Don't Use Random Numbers in Tests

Have you ever seen unit tests that generate random input values to ensure that the code works with a wide range of input values? This article explains why that makes no sense and we shouldn’t do it.

Here is a simple, contrived example. This function takes an int argument and returns true if the number is in the range from 5,000 to 10,000.

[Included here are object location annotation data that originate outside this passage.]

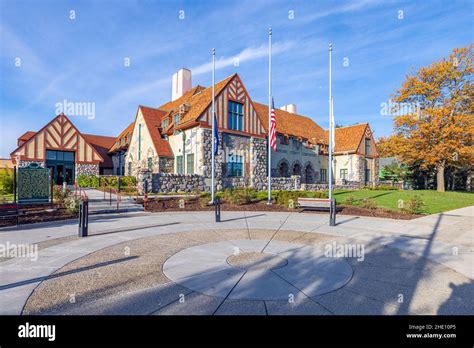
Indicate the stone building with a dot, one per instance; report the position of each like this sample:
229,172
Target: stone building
175,139
67,152
171,145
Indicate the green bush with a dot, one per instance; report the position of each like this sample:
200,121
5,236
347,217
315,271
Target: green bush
351,200
84,180
368,204
6,181
380,188
128,181
72,205
414,205
60,196
263,195
109,181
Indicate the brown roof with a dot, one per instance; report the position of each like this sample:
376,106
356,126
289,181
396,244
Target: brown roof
348,138
102,145
153,119
198,99
27,136
124,133
292,124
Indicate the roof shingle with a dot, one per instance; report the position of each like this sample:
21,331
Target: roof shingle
292,124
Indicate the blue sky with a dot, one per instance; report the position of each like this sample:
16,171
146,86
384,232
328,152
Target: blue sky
82,59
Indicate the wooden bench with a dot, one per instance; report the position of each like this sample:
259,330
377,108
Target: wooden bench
314,203
319,204
10,210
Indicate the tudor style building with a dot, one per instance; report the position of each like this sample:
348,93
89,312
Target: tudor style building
67,152
175,138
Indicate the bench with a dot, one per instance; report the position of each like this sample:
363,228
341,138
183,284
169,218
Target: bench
314,203
8,211
319,204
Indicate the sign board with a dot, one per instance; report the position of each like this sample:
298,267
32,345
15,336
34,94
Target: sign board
33,184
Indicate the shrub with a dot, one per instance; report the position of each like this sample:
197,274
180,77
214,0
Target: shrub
351,200
380,188
128,181
87,181
72,205
414,205
59,195
263,195
109,181
368,203
6,181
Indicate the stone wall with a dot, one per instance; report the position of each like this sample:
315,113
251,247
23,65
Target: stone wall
27,163
86,169
166,165
258,163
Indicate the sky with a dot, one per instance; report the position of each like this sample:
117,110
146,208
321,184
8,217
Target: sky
117,54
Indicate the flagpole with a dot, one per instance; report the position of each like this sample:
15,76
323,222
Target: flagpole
269,114
213,125
330,121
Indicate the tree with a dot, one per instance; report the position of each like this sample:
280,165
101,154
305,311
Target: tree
437,128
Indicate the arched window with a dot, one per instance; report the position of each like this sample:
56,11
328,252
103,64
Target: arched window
283,170
296,169
308,174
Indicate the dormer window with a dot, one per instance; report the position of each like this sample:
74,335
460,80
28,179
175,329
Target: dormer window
176,119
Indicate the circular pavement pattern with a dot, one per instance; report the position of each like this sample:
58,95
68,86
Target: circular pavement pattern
249,272
239,270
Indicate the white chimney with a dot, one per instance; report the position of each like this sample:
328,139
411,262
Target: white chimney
181,83
289,108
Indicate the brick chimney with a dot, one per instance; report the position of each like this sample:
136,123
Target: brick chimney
182,83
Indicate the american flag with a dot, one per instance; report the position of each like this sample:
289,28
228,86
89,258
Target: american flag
273,128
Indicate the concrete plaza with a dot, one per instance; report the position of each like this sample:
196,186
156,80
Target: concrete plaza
258,263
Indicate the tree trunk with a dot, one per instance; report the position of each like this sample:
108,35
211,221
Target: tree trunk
440,177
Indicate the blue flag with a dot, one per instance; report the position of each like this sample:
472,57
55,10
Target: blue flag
216,136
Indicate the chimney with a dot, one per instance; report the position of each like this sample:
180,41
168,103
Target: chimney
181,83
289,108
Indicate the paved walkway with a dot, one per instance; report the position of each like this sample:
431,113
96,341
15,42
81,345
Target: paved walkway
132,264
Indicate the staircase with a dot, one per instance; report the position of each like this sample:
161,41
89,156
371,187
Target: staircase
99,205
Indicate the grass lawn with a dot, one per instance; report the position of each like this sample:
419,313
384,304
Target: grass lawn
435,202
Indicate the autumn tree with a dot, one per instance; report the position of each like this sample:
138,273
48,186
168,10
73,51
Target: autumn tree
436,128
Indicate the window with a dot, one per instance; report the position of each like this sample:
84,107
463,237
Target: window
190,163
344,173
284,139
235,165
176,119
236,116
296,144
323,175
367,146
179,165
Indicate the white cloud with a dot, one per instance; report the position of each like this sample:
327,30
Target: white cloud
248,54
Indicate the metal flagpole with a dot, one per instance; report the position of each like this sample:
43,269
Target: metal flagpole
331,132
213,124
269,114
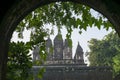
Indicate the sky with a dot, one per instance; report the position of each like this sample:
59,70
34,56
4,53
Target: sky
82,38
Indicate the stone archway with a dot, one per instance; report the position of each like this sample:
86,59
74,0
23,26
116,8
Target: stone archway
18,10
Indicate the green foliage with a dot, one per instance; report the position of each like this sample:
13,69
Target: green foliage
19,62
106,52
68,14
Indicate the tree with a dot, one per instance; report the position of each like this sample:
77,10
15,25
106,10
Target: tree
67,20
59,14
106,52
19,62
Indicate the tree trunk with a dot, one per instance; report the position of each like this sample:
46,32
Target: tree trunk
3,58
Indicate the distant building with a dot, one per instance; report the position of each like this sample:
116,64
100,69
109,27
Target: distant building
60,65
60,52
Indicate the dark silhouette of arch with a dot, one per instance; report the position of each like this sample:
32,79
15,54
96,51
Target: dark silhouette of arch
12,12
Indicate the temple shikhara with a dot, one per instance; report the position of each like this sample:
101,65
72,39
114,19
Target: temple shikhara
60,52
61,65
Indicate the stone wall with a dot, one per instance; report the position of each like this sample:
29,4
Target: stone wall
76,72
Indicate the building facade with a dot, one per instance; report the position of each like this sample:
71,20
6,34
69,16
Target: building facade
60,52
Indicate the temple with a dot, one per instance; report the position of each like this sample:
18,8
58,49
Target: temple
60,52
60,65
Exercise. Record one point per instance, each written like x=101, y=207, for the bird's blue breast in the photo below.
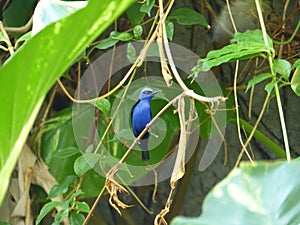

public static bool IsNumberBetween5000And10000(int number)
{
    if (number > 4999 && number <= 10001) return true;
    return false;
}

Did you spot the bug? The function will return true if the number we’re checking is 10,001. But that’s okay - I’m going to write unit tests, so I’ll find my mistake. (You’ve also caught me not doing TDD.)

But I’m worried that if I hard-code numbers in the tests then the test will only prove that the code works with those exact numbers. So instead of testing with hard-coded numbers I’ll use random numbers. That way I’m not just testing with one number. I’ll know that it passes for all the numbers in that range. (Yes, that’s exactly the reasoning.)

Here’s a test to verify that if the number is greater than 10,000 the method returns false.

[TestMethod]
public void RangeCheckerReturnsFalseIfNumberIsGreaterThan10000()
{
    Random random = new Random();
    int input = 10000 + random.Next(10000, int.MaxValue);
    int result = NumberChecker.IsNumberBetween5000And10000(input);
    Assert.IsFalse(result);
}

Great, the test passes! Do you see the problem? That’s a trick question. There are three problems.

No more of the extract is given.